Aprovechando la ausencia del padre de María para realizar una venta en Extremadura, Blas se propuso tomar a la fuerza a la joven. Así, Pedro de la Blanca no tendría más remedio que admitirlo y resignarse a criar a un nieto. Esperó a que María regresara a casa para abordarla, pero ella, al percatarse de su presencia, huyó despavorida hacia el bosque. La joven corría como podía entre la frondosidad de los árboles, sin apenas luz ya para orientarse. Su perseguidor renqueaba babeante en busca de la presa. La joven surcaba entre los troncos. Su perseguidor brincaba a trompicones. Un toma y daca que acabó por fatigar a la joven, que buscó un escondite para intentar despistar al acosador. Había escuchado de árboles huecos donde un día aparecieron vírgenes o donde los chiquillos solían pasar las tardes. “Si uno de estos árboles se abriera para mí”, pensó. Pero nada. Ni rastro de un milagro.

Desesperada, María se rindió al destino y dejó en manos del señor de los hilos que tejiera su futuro. Postrada sobre un frondoso y alto castaño, fue encontraba por Blas, quien, saboreando la victoria cual hambriento lobo a punto de despedazar a un cordero, se abalanzó sobre ella. Pero el silencio de la noche se transformó en fugaz estruendo. Un alarido sobresaltó a María, que de repente se encontró sola.
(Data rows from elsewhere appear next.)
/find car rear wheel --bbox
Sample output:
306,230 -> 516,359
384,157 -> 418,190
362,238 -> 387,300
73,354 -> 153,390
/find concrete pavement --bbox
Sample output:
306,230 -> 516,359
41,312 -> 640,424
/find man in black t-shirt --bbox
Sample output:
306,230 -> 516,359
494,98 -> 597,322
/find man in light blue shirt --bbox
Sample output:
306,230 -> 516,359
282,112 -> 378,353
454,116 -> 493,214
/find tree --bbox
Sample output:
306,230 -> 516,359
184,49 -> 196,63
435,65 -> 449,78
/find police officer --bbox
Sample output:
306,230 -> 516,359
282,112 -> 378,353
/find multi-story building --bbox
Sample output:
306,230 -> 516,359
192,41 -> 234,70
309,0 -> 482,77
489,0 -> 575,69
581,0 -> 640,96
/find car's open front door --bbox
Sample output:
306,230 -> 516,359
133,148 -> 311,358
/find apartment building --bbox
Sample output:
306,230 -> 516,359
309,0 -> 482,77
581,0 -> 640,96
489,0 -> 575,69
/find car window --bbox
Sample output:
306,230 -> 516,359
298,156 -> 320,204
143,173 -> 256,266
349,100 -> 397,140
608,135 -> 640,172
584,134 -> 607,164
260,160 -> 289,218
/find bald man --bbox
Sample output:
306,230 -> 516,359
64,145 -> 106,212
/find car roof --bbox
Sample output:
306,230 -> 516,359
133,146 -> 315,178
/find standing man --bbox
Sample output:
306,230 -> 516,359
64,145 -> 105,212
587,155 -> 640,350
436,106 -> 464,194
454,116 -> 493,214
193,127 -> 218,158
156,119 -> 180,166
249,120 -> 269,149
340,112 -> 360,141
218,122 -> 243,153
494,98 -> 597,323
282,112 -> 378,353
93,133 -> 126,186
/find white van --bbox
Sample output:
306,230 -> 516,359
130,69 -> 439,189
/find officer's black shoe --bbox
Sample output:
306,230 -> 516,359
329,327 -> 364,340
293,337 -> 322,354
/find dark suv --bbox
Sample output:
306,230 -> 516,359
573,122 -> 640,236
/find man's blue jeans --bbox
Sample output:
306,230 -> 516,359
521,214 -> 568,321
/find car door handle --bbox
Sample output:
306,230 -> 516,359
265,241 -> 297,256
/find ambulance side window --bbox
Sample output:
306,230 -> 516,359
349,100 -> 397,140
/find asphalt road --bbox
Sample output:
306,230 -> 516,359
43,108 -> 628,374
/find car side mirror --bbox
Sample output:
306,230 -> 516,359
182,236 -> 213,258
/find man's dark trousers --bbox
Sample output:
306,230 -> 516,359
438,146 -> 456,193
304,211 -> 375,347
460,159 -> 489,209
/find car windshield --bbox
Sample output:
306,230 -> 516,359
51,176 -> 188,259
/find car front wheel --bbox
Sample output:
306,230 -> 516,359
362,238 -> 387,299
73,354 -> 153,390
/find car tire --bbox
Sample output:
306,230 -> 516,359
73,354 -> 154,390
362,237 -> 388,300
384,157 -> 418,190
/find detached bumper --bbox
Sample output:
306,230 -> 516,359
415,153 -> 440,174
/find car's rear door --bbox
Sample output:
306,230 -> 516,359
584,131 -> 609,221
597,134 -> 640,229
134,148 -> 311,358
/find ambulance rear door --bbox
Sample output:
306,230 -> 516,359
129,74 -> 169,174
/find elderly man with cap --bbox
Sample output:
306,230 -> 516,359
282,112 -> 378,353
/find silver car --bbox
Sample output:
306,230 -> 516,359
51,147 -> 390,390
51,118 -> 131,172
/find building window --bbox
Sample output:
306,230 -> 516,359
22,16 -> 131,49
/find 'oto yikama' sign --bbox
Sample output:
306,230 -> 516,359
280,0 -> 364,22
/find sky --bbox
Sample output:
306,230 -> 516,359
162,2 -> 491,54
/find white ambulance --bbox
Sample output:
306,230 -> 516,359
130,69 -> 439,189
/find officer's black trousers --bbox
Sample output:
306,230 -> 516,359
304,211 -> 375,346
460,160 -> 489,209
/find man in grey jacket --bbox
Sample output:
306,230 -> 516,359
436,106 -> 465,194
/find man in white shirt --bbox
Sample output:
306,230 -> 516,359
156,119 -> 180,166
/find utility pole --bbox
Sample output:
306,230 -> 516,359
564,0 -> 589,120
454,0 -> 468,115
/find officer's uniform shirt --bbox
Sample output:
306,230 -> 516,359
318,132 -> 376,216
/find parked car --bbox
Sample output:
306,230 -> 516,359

Abrió los ojos y vio al fondo de un barranco a un defenestrado Blas, agonizando. ¿Acaso el árbol había escuchado sus plegarias y empujado a su perseguidor? Pero entonces, a escasos metros, se percató de la presencia de otro joven. Era Fernando, el ayudante de su padre. Había presenciado toda la escena y siguió al acosador hasta dar con él y arrojarlo al vacío. Así, el castaño que fuera el sustento de Blas durante niño y cómplice durante los asaltos de su juventud se había convertido en su tumba. Desde entonces, a aquel árbol se le conoce como el castaño de la traición.